Thanks to How to use mathematical induction with inequalities? I can now work with some induction problems related to inequalities. I've been following the logic that I was presented there so far.
Until for $n\ge1$, I had to prove the following:
$$\frac{1}{n+1}+\frac{1}{n+2}+\cdots+\frac{1}{n+(n+1)}\le\frac{5}{6}$$
Unlike the last time, now I have a constant $\frac{5}{6}$ at the right side. Maybe it makes no difference, so despite that I decided to try it anyway with pretty much the same procedure that André Nicolas used in How to use mathematical induction with inequalities?:
The inequality holds for $n=1$. We now assume the following:
$$\frac{1}{n+1}+\frac{1}{n+2}+\cdots+\frac{1}{n+(n+1)}\le\frac{5}{6}$$
We want to prove that it holds for $n+1$, so we'd like to show this:
$$\frac{1}{n+1}+\frac{1}{n+2}+\cdots+\frac{1}{n+(n+1)}+\frac{1}{(n+1)+(n+2)}\le\frac{5}{6}$$
(So something different happened since last time: the right side did not change at all. It worried me, but since I'm just following the same steps I always do I will leave it like that and see what happens).
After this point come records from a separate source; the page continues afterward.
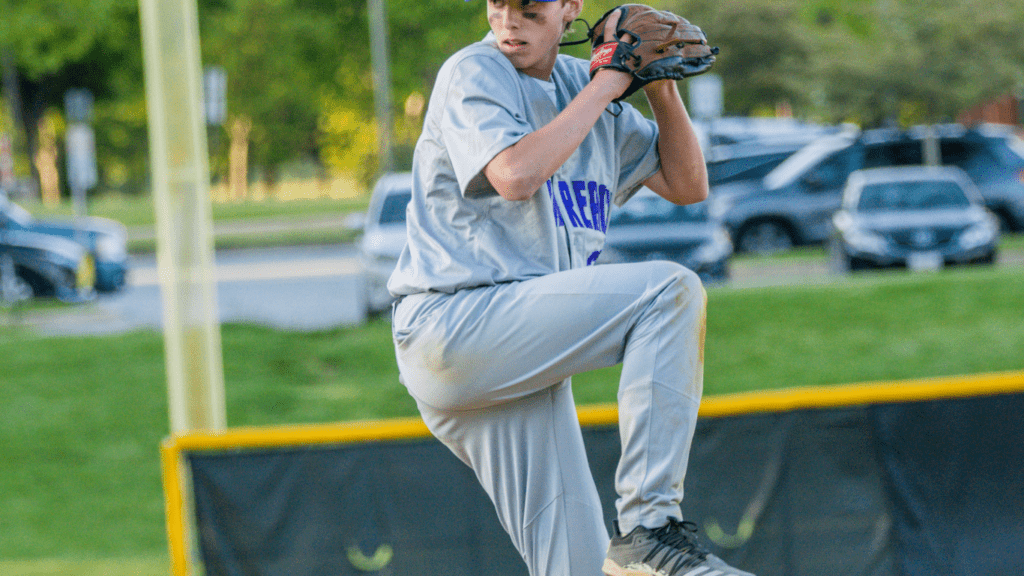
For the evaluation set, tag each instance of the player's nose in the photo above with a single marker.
(508, 17)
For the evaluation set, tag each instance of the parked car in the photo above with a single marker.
(105, 240)
(794, 203)
(914, 217)
(744, 161)
(34, 264)
(650, 228)
(384, 237)
(739, 149)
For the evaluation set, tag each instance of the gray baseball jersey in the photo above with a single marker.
(461, 233)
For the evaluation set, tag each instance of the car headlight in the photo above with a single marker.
(111, 247)
(865, 240)
(978, 235)
(719, 206)
(719, 247)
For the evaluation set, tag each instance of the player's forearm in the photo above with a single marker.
(518, 171)
(684, 174)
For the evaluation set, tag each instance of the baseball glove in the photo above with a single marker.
(663, 46)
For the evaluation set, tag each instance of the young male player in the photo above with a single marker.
(514, 175)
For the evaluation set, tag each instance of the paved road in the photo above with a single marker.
(309, 288)
(304, 288)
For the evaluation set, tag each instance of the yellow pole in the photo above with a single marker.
(180, 175)
(180, 168)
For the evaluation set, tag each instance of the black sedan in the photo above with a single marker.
(918, 217)
(105, 240)
(34, 264)
(649, 228)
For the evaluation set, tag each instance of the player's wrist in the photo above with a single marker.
(611, 83)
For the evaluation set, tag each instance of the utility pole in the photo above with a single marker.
(382, 81)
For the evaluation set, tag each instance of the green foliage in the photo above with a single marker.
(294, 65)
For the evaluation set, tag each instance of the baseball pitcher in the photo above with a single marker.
(523, 154)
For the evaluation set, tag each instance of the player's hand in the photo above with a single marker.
(616, 81)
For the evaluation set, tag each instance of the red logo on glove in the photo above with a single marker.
(602, 55)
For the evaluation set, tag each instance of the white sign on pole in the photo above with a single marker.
(215, 94)
(706, 95)
(81, 152)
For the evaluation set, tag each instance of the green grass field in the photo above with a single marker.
(80, 491)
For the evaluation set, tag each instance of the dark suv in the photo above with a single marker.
(794, 203)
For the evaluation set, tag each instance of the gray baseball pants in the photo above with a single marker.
(489, 370)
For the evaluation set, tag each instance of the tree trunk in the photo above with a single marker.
(238, 177)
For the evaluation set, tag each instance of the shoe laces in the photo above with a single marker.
(681, 536)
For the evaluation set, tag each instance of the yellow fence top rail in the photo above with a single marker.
(607, 414)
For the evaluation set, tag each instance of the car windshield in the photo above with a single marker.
(393, 210)
(654, 209)
(911, 196)
(805, 158)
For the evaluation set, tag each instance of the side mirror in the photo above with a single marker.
(812, 180)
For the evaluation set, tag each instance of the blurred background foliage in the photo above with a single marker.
(300, 90)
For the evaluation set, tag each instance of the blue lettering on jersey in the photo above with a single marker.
(554, 205)
(587, 204)
(578, 188)
(563, 191)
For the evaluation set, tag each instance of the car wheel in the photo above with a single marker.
(765, 238)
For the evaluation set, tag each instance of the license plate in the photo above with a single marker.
(924, 260)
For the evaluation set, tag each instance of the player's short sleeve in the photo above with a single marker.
(637, 139)
(483, 115)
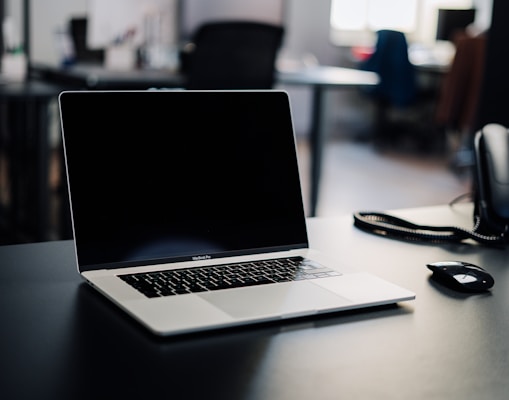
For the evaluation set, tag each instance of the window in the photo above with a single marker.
(374, 14)
(354, 22)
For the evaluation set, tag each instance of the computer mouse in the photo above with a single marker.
(461, 276)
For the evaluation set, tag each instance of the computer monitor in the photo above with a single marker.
(452, 20)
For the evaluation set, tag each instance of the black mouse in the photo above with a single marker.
(462, 276)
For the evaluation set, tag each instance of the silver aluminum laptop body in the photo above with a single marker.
(165, 180)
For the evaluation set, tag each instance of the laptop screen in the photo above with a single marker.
(158, 176)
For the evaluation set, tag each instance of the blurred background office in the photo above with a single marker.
(427, 161)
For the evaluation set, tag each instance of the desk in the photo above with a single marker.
(321, 78)
(318, 78)
(62, 340)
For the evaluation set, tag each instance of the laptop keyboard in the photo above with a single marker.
(202, 279)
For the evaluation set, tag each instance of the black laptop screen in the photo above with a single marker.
(170, 175)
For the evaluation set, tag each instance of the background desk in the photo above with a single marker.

By the induction assumption we can say that
$$\frac{1}{n+1}+\frac{1}{n+2}+\cdots+\frac{1}{n+(n+1)}+\frac{1}{(n+1)+(n+2)}\le\frac{5}{6}+\frac{1}{(n+1)+(n+2)}$$
We will be finished if we can show that
$$\frac{5}{6}+\frac{1}{(n+1)+(n+2)}\le\frac{5}{6}$$
…. Oh wait. That's impossible! (I guess)
I guess that it is because the right side remained unchanged back then. But well, in that case, I'm not sure how should I do it then. My question then: how would I solve mathematical induction problems with inequalities that have a constant in the right side?
Best Answer
You actually want to show
$$\frac{1}{n+2}+\frac{1}{n+3}+\cdots+\frac{1}{(n+1)+(n+1)}+\frac{1}{(n+1)+(n+2)}\le\frac{5}{6}$$
So you take the inductive hypothesis, and subtract $\frac{1}{n+1}$ from and add $\frac{1}{(n+1)+(n+1)}+\frac{1}{(n+1)+(n+2)}$ to the left hand side. Since you can show that change is less than zero, the overall sum is still less than or equal to $\frac56$.